What information should be specified about a substructure? I envision a hierarchical organization of the fragment library, from general to specific information about the substructure.

  • All sequence fragments
    – Basic substructure types (hairpin loops, internal loops, multiloops, fused loops)
    — General substructure information (loop sizes, branch distribution in multiloops)
    ---- Moderately specific information (length of stacks attached to loops)
    ----- Very specific information (instances in molecule)

Each sequence fragment would also be described by two other pieces of information: the number of times it has been synthesized, and the number of times it has successfully folded into the intended substructure.

A simple example

Things obviously get more convoluted when multiloops, asymmetric internal loops, and fused loops enter the picture. Also, there is still the matter of how less-than-exact matches are used when ranking or building new sequences. I’ll be posting my ideas in the next few days, but any and all input is welcome.

The image I posted as an example isn’t showing up.

I think you assume that substructures are isolated and independent. I doubt that RNA can be treated like integrated circuits, but it might be worth pursuing to determine if there is any merit.

That is indeed a simplifying assumption made by this strategy. Making that assumption allows EteRNA to “learn” from patterns that emerge in past synthesis data. On another thread, it was mentioned that that EteRNA might begin high-throughput RNA synthesis. The EteRNA group will then have the problem of putting mountains of data to actual use.

You do raise an interesting point, and one that is not limited to my strategy. For example, the parameters used by RNA structure prediction software are based on observations of very small RNAs in solution. The bulk properties of these molecules are then used to formulate parameters that are applied to far more complex systems… such as the RNAs that the EteRNA group is synthesizing.

Back to your point, though. This strategy would compensates for the “isolation” of each substructure in two main ways.

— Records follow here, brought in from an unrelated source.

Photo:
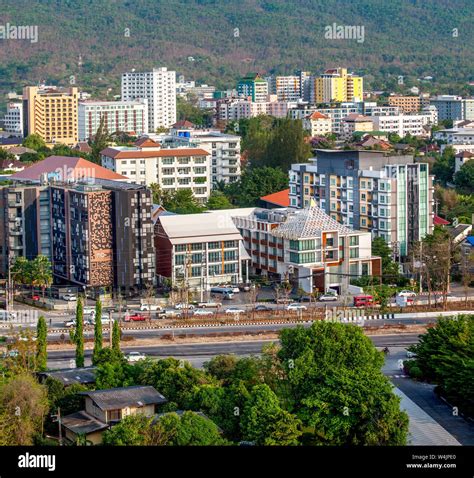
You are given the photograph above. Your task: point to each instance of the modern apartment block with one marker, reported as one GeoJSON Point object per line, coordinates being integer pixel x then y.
{"type": "Point", "coordinates": [171, 168]}
{"type": "Point", "coordinates": [336, 85]}
{"type": "Point", "coordinates": [200, 250]}
{"type": "Point", "coordinates": [119, 116]}
{"type": "Point", "coordinates": [13, 119]}
{"type": "Point", "coordinates": [102, 234]}
{"type": "Point", "coordinates": [254, 86]}
{"type": "Point", "coordinates": [223, 148]}
{"type": "Point", "coordinates": [406, 104]}
{"type": "Point", "coordinates": [389, 195]}
{"type": "Point", "coordinates": [51, 113]}
{"type": "Point", "coordinates": [306, 247]}
{"type": "Point", "coordinates": [158, 87]}
{"type": "Point", "coordinates": [286, 88]}
{"type": "Point", "coordinates": [24, 223]}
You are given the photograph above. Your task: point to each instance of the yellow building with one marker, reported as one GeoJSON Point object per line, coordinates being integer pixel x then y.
{"type": "Point", "coordinates": [337, 86]}
{"type": "Point", "coordinates": [52, 114]}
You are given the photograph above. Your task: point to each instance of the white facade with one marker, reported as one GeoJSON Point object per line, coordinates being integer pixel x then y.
{"type": "Point", "coordinates": [13, 119]}
{"type": "Point", "coordinates": [170, 168]}
{"type": "Point", "coordinates": [159, 88]}
{"type": "Point", "coordinates": [121, 116]}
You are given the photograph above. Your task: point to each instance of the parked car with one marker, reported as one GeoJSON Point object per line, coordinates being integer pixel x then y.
{"type": "Point", "coordinates": [135, 356]}
{"type": "Point", "coordinates": [210, 305]}
{"type": "Point", "coordinates": [262, 308]}
{"type": "Point", "coordinates": [203, 312]}
{"type": "Point", "coordinates": [183, 306]}
{"type": "Point", "coordinates": [296, 306]}
{"type": "Point", "coordinates": [150, 307]}
{"type": "Point", "coordinates": [234, 310]}
{"type": "Point", "coordinates": [135, 317]}
{"type": "Point", "coordinates": [327, 297]}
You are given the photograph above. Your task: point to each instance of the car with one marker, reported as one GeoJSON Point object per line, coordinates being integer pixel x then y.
{"type": "Point", "coordinates": [262, 308]}
{"type": "Point", "coordinates": [296, 306]}
{"type": "Point", "coordinates": [183, 305]}
{"type": "Point", "coordinates": [135, 317]}
{"type": "Point", "coordinates": [203, 312]}
{"type": "Point", "coordinates": [234, 310]}
{"type": "Point", "coordinates": [135, 356]}
{"type": "Point", "coordinates": [327, 297]}
{"type": "Point", "coordinates": [150, 307]}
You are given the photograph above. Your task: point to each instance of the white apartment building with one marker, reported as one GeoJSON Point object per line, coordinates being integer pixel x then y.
{"type": "Point", "coordinates": [223, 148]}
{"type": "Point", "coordinates": [159, 88]}
{"type": "Point", "coordinates": [120, 116]}
{"type": "Point", "coordinates": [402, 125]}
{"type": "Point", "coordinates": [13, 119]}
{"type": "Point", "coordinates": [171, 168]}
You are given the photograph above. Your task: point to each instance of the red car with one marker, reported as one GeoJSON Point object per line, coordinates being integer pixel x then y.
{"type": "Point", "coordinates": [135, 318]}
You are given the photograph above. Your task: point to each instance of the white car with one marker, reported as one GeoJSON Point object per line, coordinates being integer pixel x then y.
{"type": "Point", "coordinates": [296, 306]}
{"type": "Point", "coordinates": [203, 312]}
{"type": "Point", "coordinates": [234, 310]}
{"type": "Point", "coordinates": [327, 297]}
{"type": "Point", "coordinates": [183, 305]}
{"type": "Point", "coordinates": [135, 356]}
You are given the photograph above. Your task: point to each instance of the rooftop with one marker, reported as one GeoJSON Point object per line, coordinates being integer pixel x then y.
{"type": "Point", "coordinates": [113, 398]}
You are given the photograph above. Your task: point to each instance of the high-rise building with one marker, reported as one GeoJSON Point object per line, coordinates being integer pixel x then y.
{"type": "Point", "coordinates": [13, 119]}
{"type": "Point", "coordinates": [254, 86]}
{"type": "Point", "coordinates": [388, 195]}
{"type": "Point", "coordinates": [159, 88]}
{"type": "Point", "coordinates": [336, 85]}
{"type": "Point", "coordinates": [120, 116]}
{"type": "Point", "coordinates": [51, 113]}
{"type": "Point", "coordinates": [102, 234]}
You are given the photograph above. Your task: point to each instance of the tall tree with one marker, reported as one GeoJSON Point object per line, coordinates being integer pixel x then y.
{"type": "Point", "coordinates": [41, 344]}
{"type": "Point", "coordinates": [77, 334]}
{"type": "Point", "coordinates": [97, 331]}
{"type": "Point", "coordinates": [116, 336]}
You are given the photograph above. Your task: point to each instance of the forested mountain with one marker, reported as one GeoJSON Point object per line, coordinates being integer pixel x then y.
{"type": "Point", "coordinates": [94, 41]}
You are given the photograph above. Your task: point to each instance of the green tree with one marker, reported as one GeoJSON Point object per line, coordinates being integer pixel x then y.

First, the information describing each substructure will give some indication of how frequently it appears in the molecule. This will indirectly account for the fact that that repeated use of the same sequence fragment creates alternative pairing possibilities.

Second, there is significant overlap between substructures. Each substructure is defined by a single loop (generally a destabilizing feature of the molecule) and the local environment that stabilizes it (nearby stacking interactions). Each stack will appear in two substructures - one for the loop at both ends. When a trial sequence is evaluated, EteRNA may find that the sequence fragment corresponding to the stack stabilizes one loop but destabilizes the other. This is more realistic, as a given sequence may stabilize one part of a molecule and destabilize another.

I really like the idea of looking at the substructures and thinking of solutions as a hierarchy of simpler parts. Perhaps we could even use the synthesis results to test if the substructures behave isolated and independent?

Have you already extracted the synthesis data on substructures from the previous labs?

Found this thread *after* starting a new thread on Modular RNA using Junctures coupled with Index and Search

Very similar in concept except that I propose using fixed sized stack ends as modular “junctures”.

Here’s a start. I took the PDB data that jpbida posted on github and scraped it looking for simple structures.

The Google doc spreadsheet Parts and Pieces from PDB contains few sheets with pentaloops, tetraloops, triloops, stacks, 1-1 loops and 2-2 loops found in the source data. Some oddities exist in the data including some reported non-GC/UA/UG bonded pairs, and unbonded pairs (e.g in loops) that EteRNA would predict as bonding.

A more rough version of the scraped data with 98K entries (3.6MB) can be made available to users by request. (It is too big for a Google Doc spreadsheet.)

Feedback is welcome.

Oops. Bug in the original scraped data. Should be fixed now. Google Doc updated.

Hmm. Sometimes the same sequence is reported as folding different ways in different contexts. For example the sequence GGCUUAGAAGCAGCC is reported as folding 4 different ways across 22 occurrences. Should the library be restricted to sequences that are only reported as folding one way?